成長する米国&世界に投資する最強のFIRE計画(プロジェクト)

社会的正義を追求しすぎる「ウォークネス」をイーロン・マスクなどが批判! トランプ新政権が進める「反ウォークネス」の動きはESG投資への強烈な逆風に

2024年11月27日公開
ポール・サイ
facebook-share
twitter-icon
このエントリーをはてなブックマークに追加
RSS最新記事

 今回の米大統領選でトランプ前大統領はなぜ当選できたのでしょうか? そこにはいくつかの要因がありますが、表側にはっきり見えるのは経済的な要因です。ただ、それだけでなく、その陰に「反ウォークネス」も重要な要因の1つとして挙げられます。

近年、注目されてきた「ウォークネス(Wokeness)」への批判が高まっている

 近年、「ウォークネス(Wokeness)」という言葉が社会や経済のさまざまな場面で注目されてきました。

 この言葉は、人種差別の撤廃、ジェンダー平等、LGBTQ+の権利、環境保護といった社会的正義を追求する動きを象徴するものです。

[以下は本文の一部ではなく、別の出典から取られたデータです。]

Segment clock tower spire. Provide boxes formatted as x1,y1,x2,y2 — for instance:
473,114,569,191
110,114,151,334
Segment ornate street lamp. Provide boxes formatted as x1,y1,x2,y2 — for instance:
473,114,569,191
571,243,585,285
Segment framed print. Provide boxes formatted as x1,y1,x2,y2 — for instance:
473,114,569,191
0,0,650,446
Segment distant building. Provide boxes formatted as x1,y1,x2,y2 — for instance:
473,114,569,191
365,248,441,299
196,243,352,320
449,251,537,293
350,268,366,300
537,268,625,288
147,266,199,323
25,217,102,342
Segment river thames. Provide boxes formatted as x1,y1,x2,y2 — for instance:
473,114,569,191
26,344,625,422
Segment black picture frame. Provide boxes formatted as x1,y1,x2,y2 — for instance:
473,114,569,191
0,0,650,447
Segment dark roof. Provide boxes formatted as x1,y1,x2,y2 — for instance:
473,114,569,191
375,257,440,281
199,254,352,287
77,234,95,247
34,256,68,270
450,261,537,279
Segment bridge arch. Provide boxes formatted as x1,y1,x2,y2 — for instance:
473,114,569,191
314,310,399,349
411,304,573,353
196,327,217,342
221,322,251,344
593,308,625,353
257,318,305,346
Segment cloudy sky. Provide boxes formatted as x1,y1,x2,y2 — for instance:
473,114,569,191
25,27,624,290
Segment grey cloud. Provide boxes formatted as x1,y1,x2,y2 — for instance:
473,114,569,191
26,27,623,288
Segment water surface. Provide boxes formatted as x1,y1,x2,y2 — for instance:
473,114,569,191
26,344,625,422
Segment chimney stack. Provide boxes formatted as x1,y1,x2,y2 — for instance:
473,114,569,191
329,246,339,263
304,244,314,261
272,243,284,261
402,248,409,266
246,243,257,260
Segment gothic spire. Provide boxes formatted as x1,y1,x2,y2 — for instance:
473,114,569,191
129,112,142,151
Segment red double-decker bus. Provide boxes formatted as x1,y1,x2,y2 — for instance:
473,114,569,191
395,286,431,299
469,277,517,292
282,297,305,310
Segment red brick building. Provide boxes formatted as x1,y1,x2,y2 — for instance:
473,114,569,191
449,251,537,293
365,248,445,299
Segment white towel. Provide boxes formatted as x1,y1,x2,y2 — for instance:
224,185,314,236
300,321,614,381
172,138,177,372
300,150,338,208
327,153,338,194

 しかし、批判者の間では、ウォークネスが過剰に進むことで、企業や公的組織などが「Woke Mind Virus(覚醒思想ウイルス)」に感染し、現実的な判断や自由な議論が阻害されるという懸念が広がっています。さらに、このような動きが逆差別につながるケースもあると言われます。

 テクノロジー業界のリーダーであるイーロン・マスク氏も、この「Woke Mind Virus」について警鐘を鳴らし、その社会や経済への悪影響を強調しています。

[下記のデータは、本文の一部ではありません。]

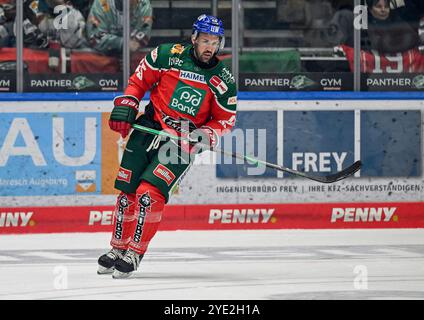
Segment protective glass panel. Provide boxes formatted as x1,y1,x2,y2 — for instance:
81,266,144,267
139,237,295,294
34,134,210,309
0,0,16,92
239,0,354,91
23,0,123,92
361,0,424,91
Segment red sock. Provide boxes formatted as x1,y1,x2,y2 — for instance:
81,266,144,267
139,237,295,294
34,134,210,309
129,181,165,254
110,192,135,250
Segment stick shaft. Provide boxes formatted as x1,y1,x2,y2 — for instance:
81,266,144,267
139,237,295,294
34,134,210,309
132,124,361,183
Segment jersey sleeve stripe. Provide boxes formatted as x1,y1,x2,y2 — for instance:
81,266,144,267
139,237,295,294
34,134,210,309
214,95,236,114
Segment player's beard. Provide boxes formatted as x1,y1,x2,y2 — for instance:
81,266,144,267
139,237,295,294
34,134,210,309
194,44,214,63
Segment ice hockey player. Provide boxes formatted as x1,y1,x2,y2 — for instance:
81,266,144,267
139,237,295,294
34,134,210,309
98,14,237,278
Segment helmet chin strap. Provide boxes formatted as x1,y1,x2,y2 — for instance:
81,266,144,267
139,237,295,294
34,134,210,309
192,31,225,58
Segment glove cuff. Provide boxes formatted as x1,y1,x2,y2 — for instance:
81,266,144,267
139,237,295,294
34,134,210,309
113,95,140,112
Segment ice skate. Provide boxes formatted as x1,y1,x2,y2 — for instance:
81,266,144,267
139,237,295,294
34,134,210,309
97,248,125,274
112,249,143,279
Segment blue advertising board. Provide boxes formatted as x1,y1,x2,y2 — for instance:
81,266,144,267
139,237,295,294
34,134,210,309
0,112,101,196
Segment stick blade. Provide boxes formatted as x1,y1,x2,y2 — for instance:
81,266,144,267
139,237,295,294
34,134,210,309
313,160,362,183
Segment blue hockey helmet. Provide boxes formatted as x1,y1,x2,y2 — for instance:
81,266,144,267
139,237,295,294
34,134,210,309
192,14,225,50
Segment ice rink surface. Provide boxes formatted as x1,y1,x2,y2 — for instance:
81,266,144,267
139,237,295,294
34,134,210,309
0,229,424,300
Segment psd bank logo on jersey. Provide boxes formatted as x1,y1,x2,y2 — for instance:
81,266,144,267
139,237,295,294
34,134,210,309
169,81,206,117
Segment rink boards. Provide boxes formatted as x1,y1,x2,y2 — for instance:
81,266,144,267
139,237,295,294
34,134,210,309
0,95,424,233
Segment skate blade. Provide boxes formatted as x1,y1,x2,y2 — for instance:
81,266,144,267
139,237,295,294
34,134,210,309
112,269,132,279
97,266,115,274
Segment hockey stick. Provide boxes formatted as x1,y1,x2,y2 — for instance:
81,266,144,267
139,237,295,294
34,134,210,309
132,124,361,183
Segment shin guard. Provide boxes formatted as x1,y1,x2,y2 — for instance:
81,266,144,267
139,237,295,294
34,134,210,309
129,181,165,254
110,192,136,250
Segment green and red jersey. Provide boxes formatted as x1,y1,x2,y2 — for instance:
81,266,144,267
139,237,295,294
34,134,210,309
125,44,237,136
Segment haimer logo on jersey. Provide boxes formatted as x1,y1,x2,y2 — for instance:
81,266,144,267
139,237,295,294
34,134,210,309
180,70,206,83
169,81,206,117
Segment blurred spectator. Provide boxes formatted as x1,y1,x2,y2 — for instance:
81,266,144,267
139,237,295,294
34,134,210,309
38,0,93,20
0,0,48,48
87,0,153,55
322,0,421,54
367,0,420,54
0,1,16,48
321,9,354,47
38,0,88,49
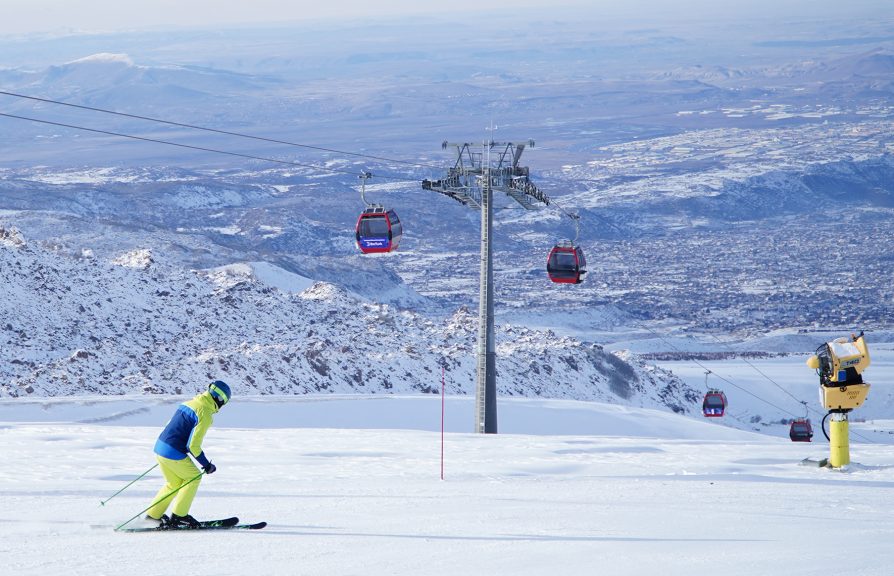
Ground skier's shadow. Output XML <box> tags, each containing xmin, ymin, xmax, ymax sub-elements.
<box><xmin>264</xmin><ymin>524</ymin><xmax>770</xmax><ymax>542</ymax></box>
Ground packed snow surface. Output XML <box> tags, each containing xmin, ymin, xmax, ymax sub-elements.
<box><xmin>0</xmin><ymin>395</ymin><xmax>894</xmax><ymax>576</ymax></box>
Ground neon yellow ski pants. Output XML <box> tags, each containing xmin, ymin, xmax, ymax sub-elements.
<box><xmin>146</xmin><ymin>455</ymin><xmax>202</xmax><ymax>519</ymax></box>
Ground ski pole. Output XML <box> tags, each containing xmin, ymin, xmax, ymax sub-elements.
<box><xmin>99</xmin><ymin>462</ymin><xmax>158</xmax><ymax>506</ymax></box>
<box><xmin>115</xmin><ymin>470</ymin><xmax>205</xmax><ymax>531</ymax></box>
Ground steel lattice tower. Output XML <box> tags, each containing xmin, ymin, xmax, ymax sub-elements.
<box><xmin>422</xmin><ymin>140</ymin><xmax>549</xmax><ymax>434</ymax></box>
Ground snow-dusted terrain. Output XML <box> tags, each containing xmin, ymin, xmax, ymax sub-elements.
<box><xmin>0</xmin><ymin>0</ymin><xmax>894</xmax><ymax>576</ymax></box>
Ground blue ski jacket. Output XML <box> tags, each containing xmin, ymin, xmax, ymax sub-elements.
<box><xmin>155</xmin><ymin>392</ymin><xmax>218</xmax><ymax>467</ymax></box>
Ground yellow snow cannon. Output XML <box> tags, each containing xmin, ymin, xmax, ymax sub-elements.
<box><xmin>807</xmin><ymin>332</ymin><xmax>870</xmax><ymax>412</ymax></box>
<box><xmin>807</xmin><ymin>332</ymin><xmax>869</xmax><ymax>468</ymax></box>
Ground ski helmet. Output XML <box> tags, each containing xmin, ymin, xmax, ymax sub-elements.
<box><xmin>208</xmin><ymin>380</ymin><xmax>230</xmax><ymax>408</ymax></box>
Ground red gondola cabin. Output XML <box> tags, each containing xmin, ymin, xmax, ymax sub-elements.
<box><xmin>546</xmin><ymin>242</ymin><xmax>587</xmax><ymax>284</ymax></box>
<box><xmin>702</xmin><ymin>390</ymin><xmax>726</xmax><ymax>418</ymax></box>
<box><xmin>356</xmin><ymin>206</ymin><xmax>403</xmax><ymax>254</ymax></box>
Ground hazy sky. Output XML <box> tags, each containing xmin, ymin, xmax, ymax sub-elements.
<box><xmin>0</xmin><ymin>0</ymin><xmax>592</xmax><ymax>34</ymax></box>
<box><xmin>0</xmin><ymin>0</ymin><xmax>894</xmax><ymax>35</ymax></box>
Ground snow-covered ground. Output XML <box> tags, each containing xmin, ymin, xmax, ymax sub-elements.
<box><xmin>0</xmin><ymin>395</ymin><xmax>894</xmax><ymax>576</ymax></box>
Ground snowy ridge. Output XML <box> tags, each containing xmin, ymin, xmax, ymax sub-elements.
<box><xmin>0</xmin><ymin>230</ymin><xmax>700</xmax><ymax>413</ymax></box>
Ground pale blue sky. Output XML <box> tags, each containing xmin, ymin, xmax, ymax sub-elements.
<box><xmin>0</xmin><ymin>0</ymin><xmax>894</xmax><ymax>35</ymax></box>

トランプ次期大統領は、ウォークネスや「Woke Mind Virus」を根絶するための具体的な政策を提案している

 ウォークネスは、投資の分野においてESG(環境・社会・ガバナンス)投資と深く結びついています。

 多様性、公平性、持続可能性を掲げる企業はESGスコアが高く評価されます。ウォークネスが撤回されると、ESG投資の人気が低下する可能性が高まります。

 政治や経済のリーダーからも、ウォークネスに対する批判の声が上がっています。

 たとえば、ドナルド・トランプ次期大統領は、ウォークネスや「Woke Mind Virus」を根絶するための具体的な政策を提案しています。

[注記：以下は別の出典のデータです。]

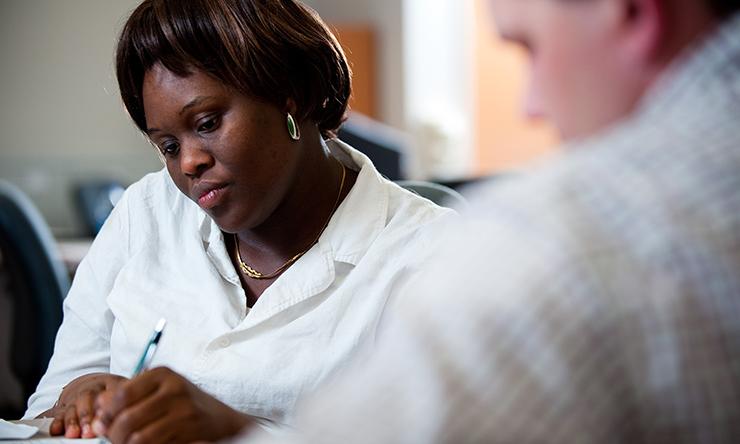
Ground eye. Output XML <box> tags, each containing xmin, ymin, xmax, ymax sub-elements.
<box><xmin>198</xmin><ymin>116</ymin><xmax>221</xmax><ymax>133</ymax></box>
<box><xmin>159</xmin><ymin>140</ymin><xmax>180</xmax><ymax>157</ymax></box>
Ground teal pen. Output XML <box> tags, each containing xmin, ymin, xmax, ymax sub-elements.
<box><xmin>131</xmin><ymin>318</ymin><xmax>167</xmax><ymax>378</ymax></box>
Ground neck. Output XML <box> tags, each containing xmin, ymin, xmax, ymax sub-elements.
<box><xmin>237</xmin><ymin>131</ymin><xmax>349</xmax><ymax>271</ymax></box>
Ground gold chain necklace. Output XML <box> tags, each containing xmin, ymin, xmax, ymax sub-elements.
<box><xmin>234</xmin><ymin>161</ymin><xmax>347</xmax><ymax>279</ymax></box>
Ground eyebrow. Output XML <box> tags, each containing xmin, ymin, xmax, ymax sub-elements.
<box><xmin>146</xmin><ymin>96</ymin><xmax>212</xmax><ymax>135</ymax></box>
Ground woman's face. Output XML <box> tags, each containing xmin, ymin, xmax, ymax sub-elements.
<box><xmin>143</xmin><ymin>65</ymin><xmax>302</xmax><ymax>233</ymax></box>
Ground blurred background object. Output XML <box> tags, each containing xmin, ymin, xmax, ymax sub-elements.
<box><xmin>0</xmin><ymin>180</ymin><xmax>69</xmax><ymax>418</ymax></box>
<box><xmin>76</xmin><ymin>180</ymin><xmax>125</xmax><ymax>237</ymax></box>
<box><xmin>0</xmin><ymin>0</ymin><xmax>557</xmax><ymax>238</ymax></box>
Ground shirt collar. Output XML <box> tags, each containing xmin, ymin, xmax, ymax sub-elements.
<box><xmin>197</xmin><ymin>139</ymin><xmax>389</xmax><ymax>320</ymax></box>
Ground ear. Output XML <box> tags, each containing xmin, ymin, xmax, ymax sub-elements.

 彼のプランには、政府機関や学術機関で実施されている多様性、公平性、包括性(DEI)政策の撤廃や、「性別」を生物学的に定義し直す新たなルールの導入が含まれています。また、国勢調査で使用される人種や民族の分類を廃止することで、アイデンティティ政治の基盤を解体することを目指しています。

 さらに、公共メディアや博物館などの文化施設においても、ウォークネスの影響を見直す動きがあります。これらの組織で進められている「脱植民地化」や「白人文化批判」といったプログラムは、保守層の反発を招いています。

 このような改革の一環として、トランプ次期大統領はこれらの組織の指導者を保守的な価値観を持つ人物に交代させることを提案しています。

 これらの政策は、ウォークネスを重視する企業にとって試練となる可能性があります。

 特に政府契約に依存する企業やウォークネスに基づいたマーケティング戦略を採用している企業は、規制変更や消費者の反発による業績への悪影響を受けるリスクがあります。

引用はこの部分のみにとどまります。